GNAO1 mutations disrupt signaling…
In a recent study published in the FASEB journal, researchers from the laboratory of Prof. Vladimir Katanev investigated the most frequent and severe GNAO1 mutations found in patients. The GNAO1 gene encodes Gαo, a key signaling protein that enables brain cells to respond to chemical messages through cell-surface GPCR receptors. Previous studies had proposed conflicting explanations for how mutant proteins disrupt this process, pointing to two distinct and incompatible mechanisms: either a strong and abnormal binding with its partner proteins Gβ and Gγ or with the GPCR receptors.

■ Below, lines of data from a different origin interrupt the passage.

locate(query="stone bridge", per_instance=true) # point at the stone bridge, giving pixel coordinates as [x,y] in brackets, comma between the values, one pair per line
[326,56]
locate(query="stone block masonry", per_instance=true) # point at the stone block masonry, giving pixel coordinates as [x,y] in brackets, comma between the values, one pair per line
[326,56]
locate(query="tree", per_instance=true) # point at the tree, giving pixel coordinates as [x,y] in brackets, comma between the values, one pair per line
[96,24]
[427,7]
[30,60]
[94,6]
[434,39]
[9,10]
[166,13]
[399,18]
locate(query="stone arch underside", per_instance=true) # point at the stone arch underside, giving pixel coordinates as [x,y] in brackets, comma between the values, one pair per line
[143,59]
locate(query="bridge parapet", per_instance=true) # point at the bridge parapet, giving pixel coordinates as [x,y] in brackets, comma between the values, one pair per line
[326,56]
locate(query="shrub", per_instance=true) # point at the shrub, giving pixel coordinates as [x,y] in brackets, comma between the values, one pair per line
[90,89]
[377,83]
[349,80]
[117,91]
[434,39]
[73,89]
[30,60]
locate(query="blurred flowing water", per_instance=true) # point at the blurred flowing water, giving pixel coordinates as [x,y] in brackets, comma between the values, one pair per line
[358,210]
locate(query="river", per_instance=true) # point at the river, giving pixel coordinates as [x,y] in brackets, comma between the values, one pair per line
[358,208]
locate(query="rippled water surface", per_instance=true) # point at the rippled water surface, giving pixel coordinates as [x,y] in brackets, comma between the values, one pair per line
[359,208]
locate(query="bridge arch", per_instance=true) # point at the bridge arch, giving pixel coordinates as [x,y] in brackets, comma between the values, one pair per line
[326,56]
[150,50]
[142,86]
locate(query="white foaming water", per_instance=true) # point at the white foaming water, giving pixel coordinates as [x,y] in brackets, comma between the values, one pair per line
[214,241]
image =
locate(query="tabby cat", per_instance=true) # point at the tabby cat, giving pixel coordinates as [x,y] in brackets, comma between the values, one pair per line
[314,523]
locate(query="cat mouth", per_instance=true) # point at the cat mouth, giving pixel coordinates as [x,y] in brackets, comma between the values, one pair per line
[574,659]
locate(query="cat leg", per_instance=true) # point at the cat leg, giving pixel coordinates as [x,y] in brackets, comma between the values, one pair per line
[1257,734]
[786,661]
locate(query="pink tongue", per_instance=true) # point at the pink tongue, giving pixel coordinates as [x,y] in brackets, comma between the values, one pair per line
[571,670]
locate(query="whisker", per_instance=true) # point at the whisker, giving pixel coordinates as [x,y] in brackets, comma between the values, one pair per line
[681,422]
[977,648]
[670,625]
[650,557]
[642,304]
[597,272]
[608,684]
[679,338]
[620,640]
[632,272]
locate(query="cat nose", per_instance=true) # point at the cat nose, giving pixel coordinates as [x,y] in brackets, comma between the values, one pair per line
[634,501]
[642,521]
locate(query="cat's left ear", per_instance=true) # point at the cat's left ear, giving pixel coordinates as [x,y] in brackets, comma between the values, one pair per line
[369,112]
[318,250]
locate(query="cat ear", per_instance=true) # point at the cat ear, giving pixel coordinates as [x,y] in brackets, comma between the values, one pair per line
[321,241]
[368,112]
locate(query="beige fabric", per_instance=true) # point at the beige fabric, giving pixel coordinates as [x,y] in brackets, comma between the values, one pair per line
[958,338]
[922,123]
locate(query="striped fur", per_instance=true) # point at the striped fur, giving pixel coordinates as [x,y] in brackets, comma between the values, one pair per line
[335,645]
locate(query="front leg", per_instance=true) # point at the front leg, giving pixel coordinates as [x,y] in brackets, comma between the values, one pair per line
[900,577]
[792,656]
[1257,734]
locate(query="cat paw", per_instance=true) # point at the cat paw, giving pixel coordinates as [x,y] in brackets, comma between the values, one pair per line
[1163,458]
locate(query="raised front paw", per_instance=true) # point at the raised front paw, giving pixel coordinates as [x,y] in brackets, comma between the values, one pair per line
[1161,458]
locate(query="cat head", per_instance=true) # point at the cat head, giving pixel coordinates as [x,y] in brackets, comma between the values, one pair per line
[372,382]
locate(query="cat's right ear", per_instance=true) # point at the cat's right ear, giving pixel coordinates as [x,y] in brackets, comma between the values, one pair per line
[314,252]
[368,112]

… by blocking GPCR receptors
To disentangle this, the team developed a new fluorescent imaging assay that allows direct visualization of receptor– Gαo protein interaction in living cells after chemical stimulation, fluorescence arising only when and where the two non-fluorescence tags (left panel, in green) are binding. Using this approach, they found that, in contrast to healthy cells where the Gαo protein allows receptor internalization from the cell surface to transmit the message (middle panel, white dots inside the cells), the most severe mutations cause the Gαo protein to remain abnormally attached to cell surface GPCR receptors (right panel).
A new fluorescent imaging assay that allows direct visualization of receptor– Gαo protein interaction in living cells after chemical stimulation. In contrast to healthy cells where the Gαo protein allows receptor detachment from cell surface to transmit the message (middle panel, white dots inside the cells), the most severe mutations cause the Gαo protein to remain abnormally attached to cell surface GPCR receptors (right panel). Adapted from Figure 1 in Larasati et al 2026.
Our new fluorescent assay allows us to watch Gαo-receptor interactions in living cells.
What’s next?
By defining a shared molecular mechanism for severe GNAO1 diseases, this work opens new avenues for developing targeted strategies to correct disrupted brain signaling. The research team is now screening thousands of approved drugs to determine if some of them are able to uncouple Gαo mutants from GPCR receptors and restore a proper signaling.